Paul and TJ have shut themselves off emotionally from everyone around them, including Paul’s mother Madeleine (Piper Laurie), who lovingly cooks and cares for them. Despite their attempts to attend support groups, neither Paul nor TJ is truly willing to share their feelings with others. Paul spends his days in a pill induced haze and TJ barely speaks to the people he meets, like the shy grocery store clerk Nicole (Natalie Portman), a Good Samaritan who rescues him from trouble.
TJ and Paul’s comfortable life of grieving is thrown into complete chaos however, when a drifter named Hesher (Joseph Gordon-Levitt) follows TJ home, and invites himself to live in the garage. The long-haired, bearded stranger barges into their home, where he takes up shirtless residence. Hesher’s homemade tattoos and fiery temper intimidate Paul and TJ, who find themselves too frightened to boot him out, so they acquiesce to his presence.

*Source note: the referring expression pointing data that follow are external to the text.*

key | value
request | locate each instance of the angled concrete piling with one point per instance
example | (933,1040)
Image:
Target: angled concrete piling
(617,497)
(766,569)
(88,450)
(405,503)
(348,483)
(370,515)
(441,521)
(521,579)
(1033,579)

The mysterious and unpredictable Hesher becomes a negative influence on TJ, because he engages in emotional outbursts of violence and arson that TJ soon learns to mimic. Hesher is not all bad though; since he teaches TJ to stand up to bullies and he encourages TJ befriend Nicole, who TJ clearly finds attractive.
Joseph Gordon-Levitt largely carries this film through his complete commitment to the character of Hesher. Gordon-Levitt portrays Hesher like an asshole older brother, with a criminal history, who moonlights as a rock star. From head-to-toe he looks the part, and he exudes an arrogant swagger that makes him convincing as an impulsive jerk. Framing Hesher as a brother-like figure makes it clear that he really does care about TJ at his core, which helps him maintain likability as a character.

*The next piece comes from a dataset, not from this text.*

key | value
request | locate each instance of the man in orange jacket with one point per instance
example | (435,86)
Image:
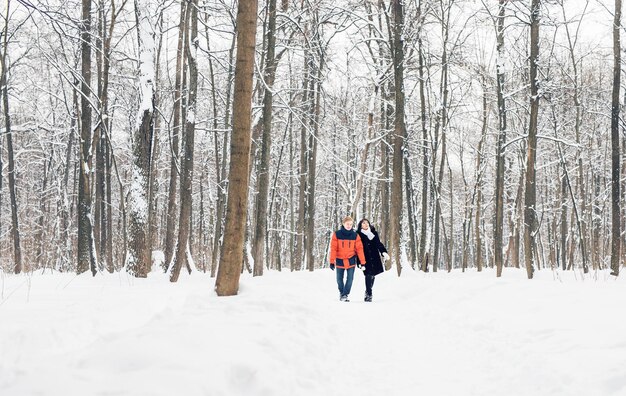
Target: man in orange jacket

From a directorial standpoint, Susser adds to the rock star aspect, through the guitar riff sound effects he throws in when we’re first introduced to Hesher. The disjointed stories that he has Hesher tell, add humor as well because they are on par with the intoxicated ramblings we associate with musicians.
The only part of “Hesher” that’s a bit hard to buy is Natalie Portman’s Nicole. Nicole represents a woe is me type of character, who also is depressed like TJ, because no one notices her and she’s barely surviving financially. Despite the plain clothes and nerdy glasses that Susser puts on Portman though, she’s still too pretty to be believable as someone who blends in to the crowd.
Aside from this one aspect, “Hesher” is an entertaining film because it’s so unconventional in how it approaches dealing with grief. Hesher’s presence stirs up a number of emotions within Paul and TJ, most notably anger, which knocks them out of their funk and allows them to confront their grief, so that they can start living again. Without even realizing it, Hesher effectively rehabilitates Paul and TJ, teaching them to seize the day and to treasure every moment, which in a strange way is just what the doctor ordered.